Carbs or carbohydrates are: fruits, milk, yogurt, ice cream starches, breads, rices, pastas, crackers, chips, grains (and therefore anything grain based- like flour, corn meal etc), potatoes, peas, corn, beans, nuts, seeds, SUGAR (sugar like table sugar or any other variety like corn syrup- they are all carbs), and therefore any products that contain sugar and also items like honey, syrups, and certain condiments.

As many of you know- not all carbs are created equal. Some contain starchy properties (potatoes, and bananas) while some contain simple sugars.
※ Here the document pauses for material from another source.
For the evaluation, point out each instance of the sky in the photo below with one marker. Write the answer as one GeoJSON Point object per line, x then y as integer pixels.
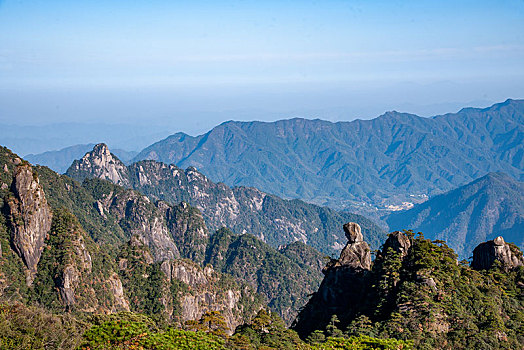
{"type": "Point", "coordinates": [190, 65]}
Carbs can be broken into simple carbs and complex carbs.

Simple Carbs

Carbohydrates that are considered complex, tend to contain more fiber, and digest a bit more slowly.

Carbohydrates that are considered complex, tend to contain more fiber, and digest a bit more slowly.

Carbohydrates on the most basic level – provide our body energy.  When we eat carbs they turn into glucose – a type of sugar our body uses for energy.  After a meal a specific portion of this glucose is used to make energy in our body.  Then another small portion is deposited into our body’s glucose savings account, AKA our liver and muscles, and its stored in a special form called glycogen.

Any left over glucose is typically stored as fat.  That is the most simplistic explanation.  There is more to it than that.

IMG_1823

In order for our body to use glucose it needs to be placed in our cells.  So as carb foods are digested, and turned into glucose, that glucose is absorbed into the blood.  BUT glucose isn’t used as our energy source when it just sits in our blood.  It needs to put in our bodies’ cells – that is where it is used as energy.  Insulin is the key that unlocks the cell doors to allow the glucose in.

Ok.  So if it’s not clear yet why you need carbs let me say it again: they are our one energy source.  Food items like protein, and fat do not “bring sugar to the party” – therefore they don’t bring energy to the party.  In the right amounts (just like carbs) protein and fat are also important in our diets but they don’t provide our bodies energy in the seamless fashion that carbs do.

So what’s with all of these low carb diets?

Well they are popular because they work.  See I said it.  BUT they are not sustainable.

I’ve said it once, and I’ll say it again: OUR BODIES ARE SMARTER THAN WE ARE.

Our bodies can take protein and fat and turn it into energy – but that requires more energy, and it makes our bodies unhappy.

Have you ever been on one of those ultra low carb diets?  Or have you ever cut out processed sugar or carbs cold turkey?  Guess what happens at one point or the other?

YOU.CRAVE.CARBS.

Hence my bottom line: You need carbs.  But more carbs does not mean more energy- too few carbs – your body will find a way to remind you need some (i.e. carb cravings).

Now due to the fact these crabbie carbs provide energy – the more energy you expend (endurance training) the more carbs you will actually require, since on those long distance runs you will be burning through those glycogen stores.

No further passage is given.